It can be frustrating at times. May you might consider making your own. If so, then begin with a red engine like Canadian Pacific or Milwaukee Road, as CP Rail is red so it would only be basically a matter of covering the existing name and numbers. Then replace the name and numbers with CP Rail decals from Microscale. 
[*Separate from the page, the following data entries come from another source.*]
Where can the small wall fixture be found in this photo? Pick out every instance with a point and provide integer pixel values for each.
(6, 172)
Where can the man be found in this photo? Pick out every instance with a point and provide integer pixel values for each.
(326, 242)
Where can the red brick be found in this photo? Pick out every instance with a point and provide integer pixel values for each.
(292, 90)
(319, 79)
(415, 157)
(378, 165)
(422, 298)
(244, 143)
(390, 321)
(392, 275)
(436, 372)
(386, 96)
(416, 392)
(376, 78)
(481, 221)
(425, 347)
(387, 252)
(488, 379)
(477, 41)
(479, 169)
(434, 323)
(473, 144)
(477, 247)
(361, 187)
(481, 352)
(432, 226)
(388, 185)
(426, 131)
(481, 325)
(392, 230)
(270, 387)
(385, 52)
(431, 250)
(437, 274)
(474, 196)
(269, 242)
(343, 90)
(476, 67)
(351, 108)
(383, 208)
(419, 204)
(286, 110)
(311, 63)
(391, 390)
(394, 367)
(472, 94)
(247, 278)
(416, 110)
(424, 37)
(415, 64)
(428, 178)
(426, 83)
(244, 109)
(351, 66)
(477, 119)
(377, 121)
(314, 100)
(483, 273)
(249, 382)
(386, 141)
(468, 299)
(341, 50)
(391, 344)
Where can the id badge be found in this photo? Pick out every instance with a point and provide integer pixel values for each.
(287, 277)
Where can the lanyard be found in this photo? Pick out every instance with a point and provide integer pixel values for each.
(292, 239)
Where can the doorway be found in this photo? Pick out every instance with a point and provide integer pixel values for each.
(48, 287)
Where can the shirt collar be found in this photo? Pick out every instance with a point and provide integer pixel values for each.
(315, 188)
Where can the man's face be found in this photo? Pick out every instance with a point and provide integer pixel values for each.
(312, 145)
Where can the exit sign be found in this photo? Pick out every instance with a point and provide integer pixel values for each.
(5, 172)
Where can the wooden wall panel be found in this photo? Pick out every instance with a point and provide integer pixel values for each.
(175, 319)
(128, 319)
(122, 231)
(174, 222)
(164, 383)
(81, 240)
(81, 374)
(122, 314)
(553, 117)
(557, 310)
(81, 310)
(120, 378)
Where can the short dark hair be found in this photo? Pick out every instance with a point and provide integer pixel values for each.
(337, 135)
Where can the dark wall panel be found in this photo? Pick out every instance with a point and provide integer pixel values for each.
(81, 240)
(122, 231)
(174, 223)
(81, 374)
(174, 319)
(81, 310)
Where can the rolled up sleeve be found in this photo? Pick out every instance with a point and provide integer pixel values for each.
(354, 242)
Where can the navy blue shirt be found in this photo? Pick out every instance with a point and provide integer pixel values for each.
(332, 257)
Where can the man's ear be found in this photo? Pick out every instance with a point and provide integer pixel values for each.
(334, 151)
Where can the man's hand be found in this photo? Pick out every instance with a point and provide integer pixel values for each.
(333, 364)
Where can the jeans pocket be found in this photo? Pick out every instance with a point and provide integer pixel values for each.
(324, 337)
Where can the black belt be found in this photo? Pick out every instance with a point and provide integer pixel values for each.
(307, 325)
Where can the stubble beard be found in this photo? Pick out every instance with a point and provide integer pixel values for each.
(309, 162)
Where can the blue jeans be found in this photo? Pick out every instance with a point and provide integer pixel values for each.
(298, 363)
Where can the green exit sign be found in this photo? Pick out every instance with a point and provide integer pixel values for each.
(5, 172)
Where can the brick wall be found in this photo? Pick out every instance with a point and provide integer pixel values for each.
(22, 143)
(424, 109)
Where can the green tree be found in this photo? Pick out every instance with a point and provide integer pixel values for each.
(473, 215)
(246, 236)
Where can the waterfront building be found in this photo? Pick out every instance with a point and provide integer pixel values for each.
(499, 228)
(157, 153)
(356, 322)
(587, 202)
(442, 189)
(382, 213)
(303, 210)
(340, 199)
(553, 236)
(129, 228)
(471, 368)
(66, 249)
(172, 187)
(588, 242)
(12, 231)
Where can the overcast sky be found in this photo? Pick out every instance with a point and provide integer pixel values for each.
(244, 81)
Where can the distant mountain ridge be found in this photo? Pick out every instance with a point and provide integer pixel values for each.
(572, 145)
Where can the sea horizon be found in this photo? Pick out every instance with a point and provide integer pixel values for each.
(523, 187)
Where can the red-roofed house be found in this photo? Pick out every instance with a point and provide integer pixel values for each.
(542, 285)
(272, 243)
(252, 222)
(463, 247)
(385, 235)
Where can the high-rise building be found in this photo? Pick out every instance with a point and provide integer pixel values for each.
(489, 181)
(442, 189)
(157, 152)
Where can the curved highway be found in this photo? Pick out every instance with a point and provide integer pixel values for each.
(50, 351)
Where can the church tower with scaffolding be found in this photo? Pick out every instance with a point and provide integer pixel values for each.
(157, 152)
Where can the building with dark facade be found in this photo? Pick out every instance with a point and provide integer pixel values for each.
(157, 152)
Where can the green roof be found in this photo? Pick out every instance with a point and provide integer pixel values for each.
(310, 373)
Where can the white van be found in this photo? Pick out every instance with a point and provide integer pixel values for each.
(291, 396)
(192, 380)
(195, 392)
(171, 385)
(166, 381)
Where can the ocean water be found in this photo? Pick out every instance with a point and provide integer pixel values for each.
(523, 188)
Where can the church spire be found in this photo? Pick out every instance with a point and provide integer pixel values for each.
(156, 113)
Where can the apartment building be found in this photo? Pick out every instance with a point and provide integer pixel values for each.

This is what I did with a few engines, only the color I was going for was black. I model Rio Grande, and not all of the type of engines I wanted were available with the Rio Grande road name. So we just simply made them into Rio Grandes. It's really that simple. Just follow Microscale's decal installing instructions. They sell everything you'll need to make any engine look very authentic. 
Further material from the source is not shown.